What no one tells you on these cruises is that six nights means just that—six nights. Not seven days and six nights, like a normal vacation. Six days and six nights. As in, we did get a sixth ni
ght: our departure time from the boat was at 8:00 fucking A.M.
And no, I did not use that expression in front of my lovely new bonus daughters. But honestly, on your honeymoon, anything that happens at 8:00 A.M. that doesn’t involve the horizontal hokeypokey is just wrong. (Oh, God. Did I just use the word hokeypokey?)
Our flight home to Los Angeles isn’t until late Sunday night. This was done intentionally: we thought we’d give the girls a day at Disney World and Epcot, so that we could see both Disney World and a fake rendition of Italy. Only now we’re giving them two days.
Yup. I get to spend the last few days of my honeymoon at Disney World. On Labor Day weekend. You can imagine my unbridled excitement.
Cost of two adult and two child tickets for two days: over seven hundred dollars.
Cost of two adjoining hotel rooms, with reservations made last minute, on Labor Day weekend: at least two pairs of Christian Louboutin shoes. And a lunch at Le Cirque.
Total time spent on first day at the first park: twelve hours.
Total time waiting in line in ninety-four-degree heat and a billion percent humidity: I’m guessing ten hours.
Seeing your two bonus daughters happy and (much more importantly) asleep after a ridiculously long day: priceless.

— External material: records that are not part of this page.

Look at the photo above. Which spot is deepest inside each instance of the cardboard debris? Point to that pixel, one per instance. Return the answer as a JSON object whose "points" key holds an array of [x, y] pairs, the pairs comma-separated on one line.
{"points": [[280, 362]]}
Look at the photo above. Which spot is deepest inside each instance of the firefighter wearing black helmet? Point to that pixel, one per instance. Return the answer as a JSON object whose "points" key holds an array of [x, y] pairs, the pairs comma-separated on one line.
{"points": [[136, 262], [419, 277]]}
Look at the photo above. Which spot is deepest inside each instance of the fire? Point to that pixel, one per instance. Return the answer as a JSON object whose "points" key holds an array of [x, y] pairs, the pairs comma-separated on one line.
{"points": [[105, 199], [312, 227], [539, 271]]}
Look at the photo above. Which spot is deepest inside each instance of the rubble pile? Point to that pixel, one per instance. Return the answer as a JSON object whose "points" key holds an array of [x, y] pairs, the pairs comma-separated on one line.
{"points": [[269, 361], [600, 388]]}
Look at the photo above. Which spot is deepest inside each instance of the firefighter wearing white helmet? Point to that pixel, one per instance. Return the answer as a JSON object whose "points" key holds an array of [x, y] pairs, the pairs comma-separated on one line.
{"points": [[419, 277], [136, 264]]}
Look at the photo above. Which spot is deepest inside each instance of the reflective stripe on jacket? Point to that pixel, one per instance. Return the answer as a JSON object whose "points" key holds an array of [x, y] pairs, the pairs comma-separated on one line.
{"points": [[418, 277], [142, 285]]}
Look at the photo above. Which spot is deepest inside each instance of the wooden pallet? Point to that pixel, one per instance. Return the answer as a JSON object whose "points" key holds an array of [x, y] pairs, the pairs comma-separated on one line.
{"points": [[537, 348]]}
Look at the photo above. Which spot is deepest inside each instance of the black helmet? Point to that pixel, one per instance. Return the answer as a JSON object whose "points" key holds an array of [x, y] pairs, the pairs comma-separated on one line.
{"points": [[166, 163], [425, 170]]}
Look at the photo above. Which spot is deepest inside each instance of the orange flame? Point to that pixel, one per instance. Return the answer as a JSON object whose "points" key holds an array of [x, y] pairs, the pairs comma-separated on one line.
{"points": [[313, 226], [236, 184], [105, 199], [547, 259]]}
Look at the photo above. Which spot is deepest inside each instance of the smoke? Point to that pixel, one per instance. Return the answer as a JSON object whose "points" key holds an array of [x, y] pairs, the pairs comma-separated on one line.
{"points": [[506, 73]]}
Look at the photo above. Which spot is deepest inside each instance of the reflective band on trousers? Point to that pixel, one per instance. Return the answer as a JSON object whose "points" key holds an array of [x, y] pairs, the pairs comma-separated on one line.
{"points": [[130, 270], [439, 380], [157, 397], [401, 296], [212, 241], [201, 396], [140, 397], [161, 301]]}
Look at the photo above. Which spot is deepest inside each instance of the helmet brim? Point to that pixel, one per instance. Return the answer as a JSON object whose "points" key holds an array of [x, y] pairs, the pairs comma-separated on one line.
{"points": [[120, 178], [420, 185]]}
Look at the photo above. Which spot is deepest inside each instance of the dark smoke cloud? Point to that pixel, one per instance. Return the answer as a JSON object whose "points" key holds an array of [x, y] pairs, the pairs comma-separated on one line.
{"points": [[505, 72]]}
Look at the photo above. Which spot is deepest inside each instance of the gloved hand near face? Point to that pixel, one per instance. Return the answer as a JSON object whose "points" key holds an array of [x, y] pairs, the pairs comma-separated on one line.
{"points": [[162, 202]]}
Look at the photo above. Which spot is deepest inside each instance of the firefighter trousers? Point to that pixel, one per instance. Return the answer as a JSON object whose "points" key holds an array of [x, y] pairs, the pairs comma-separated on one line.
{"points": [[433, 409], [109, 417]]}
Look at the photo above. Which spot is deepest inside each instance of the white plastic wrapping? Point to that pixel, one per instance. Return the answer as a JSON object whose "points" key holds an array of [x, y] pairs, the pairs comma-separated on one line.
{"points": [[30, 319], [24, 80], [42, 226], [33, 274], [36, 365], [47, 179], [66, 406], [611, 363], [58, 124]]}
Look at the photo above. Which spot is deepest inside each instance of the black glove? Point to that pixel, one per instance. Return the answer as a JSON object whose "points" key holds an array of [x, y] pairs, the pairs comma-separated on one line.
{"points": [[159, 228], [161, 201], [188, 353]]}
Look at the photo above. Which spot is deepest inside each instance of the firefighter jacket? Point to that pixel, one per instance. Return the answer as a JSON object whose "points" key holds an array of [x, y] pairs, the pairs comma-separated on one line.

Taking advantage of your first night alone as a married couple, only to emerge from your bathroom in a sexy red lace bustier to see your new husband out cold and snoring (snoring!) on the bed: ridiculous.
He didn’t even get naked to wait for me: he’s still in his clothes from today.
So much for my magical kingdom.
I sigh, walk over to the silver champagne bucket, and open the bottle of Dom Perignon I ordered from room service while he read the girls their bedtime stories. The loud pop of the cork makes Jason stir. Hoping he’ll get a second wind, I immediately pose in my negligee.
Nope. Nothing. Slightly angry yet resigned, I pour myself a glass of champagne. I take a sip and stare at my lump of a husband.